As bad as this decline has beaten our stocks in the short-run, you’d think that we wouldn’t love it just as much as the other “well-known facts”. You’d be wrong. This one is possibly setting up faithful and persevering blue-chip stock investors for the positive ride of their lifetime. First, today’s Wall Street Journal is talking about an additional decline of more than 20% off a stock market which has been pummeled more than any market other than the 1929-32 “Great Depression” decline. Second, sentiment polls from the American Association of Individual Investors and Bespoke Research show that a MAJORITY of market participants believe that the stock market will fall more than 20% from here. Third, our wonderful and well-trained clients have called me more times in the last two weeks to tell me that the market is going down more and is going down for another one to two years. All these prognostications coming from folks we’ve worked for for years and have n ever had an personal opinion about the short-term stock market direction prior to this year.Fourth, there is more cash on the sidelines in money-market funds relative to total U.S. stock market capitalization than any time in the last 60 years.

We could go on all day with additional evidence, but we think you get the picture. We believe there has probably never been a better day to buy quality U.S. stocks (for a two to three-year holding period) in our lifetime than today. The reason is that everyone knows that the opposite is so and, therefore, “nobody knows nothin’.”

BUY-BUY-BUY

Warm Regards,

William Smead

The securities identified and described in this missive do not represent all of the securities purchased or recommended for our clients. It should not be assumed that investing in these securities was or will be profitable. A list of all recommendations made by Smead Capital Management with in the past twelve month period is available upon request.

From Blessed to Fail to Doomed to Succeed

Tuesday, October 7th, 2008

William Smead
Chief Executive Officer
Chief Investment Officer





Dear Clients and Prospective Clients:

 
Today, an owner of good quality United States based common stocks is doomed to succeed over the next ten years. They are doomed because of this psychologically difficult environment’s affect on stock prices. Stocks are low. Prices compared to earnings are low. Yesterday there were 1978 New York Stock Exchange listed stocks that made a 52-week low. A big number for a single trading day over the last ten years was 600. We are lonely optimists. Jim Cramer, who has been pushing momentum stocks on T.V. for years, is telling people to sell the very same stocks he touted a year ago. Buy low, own low and hold a long time has always succeeded in the past.

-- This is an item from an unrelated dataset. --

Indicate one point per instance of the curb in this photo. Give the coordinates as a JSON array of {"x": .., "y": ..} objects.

We believe we will succeed over the next ten years because the quality and financial strength of our companies leads them to survival and survival leads to prosperity. The number one damager of long-term profitability is competition. How many new drug companies are being funded by the IPO’s of Common Stock? How many phone and cable companies? How many brand-name retailers are appearing on the seen? How many new asset custodians and money managers? How many software or technology consulting firms are debuting? The answer is nearly zero and in fact the opposite is happening! Our companies are seeing their competitors decline or disappear in direct industry competition and investment alternatives are dropping like flies. How about those hot commodities and commodity-related stocks? How about those emerging international stock markets? How about those glamour tech stocks?

Is the population of the world shrinking? In the U.S. we are delivering the most babies (4.3 million last year) since the height of the baby boom in 1957. China and India should create massive new markets for pharmaceuticals, entertainment, software, consulting and money management/custodianship. More customers and fewer competitors, sounds like a dream come true.

History is on our side! U.S. investors were doomed to succeed in 1932, 1942, 1974, 1982 and 1990. They were blessed to fail in 1929, 1966 and 1999.

We have no idea when this panic hits bottom. However, if you can survive this, we believe you are doomed to succeed!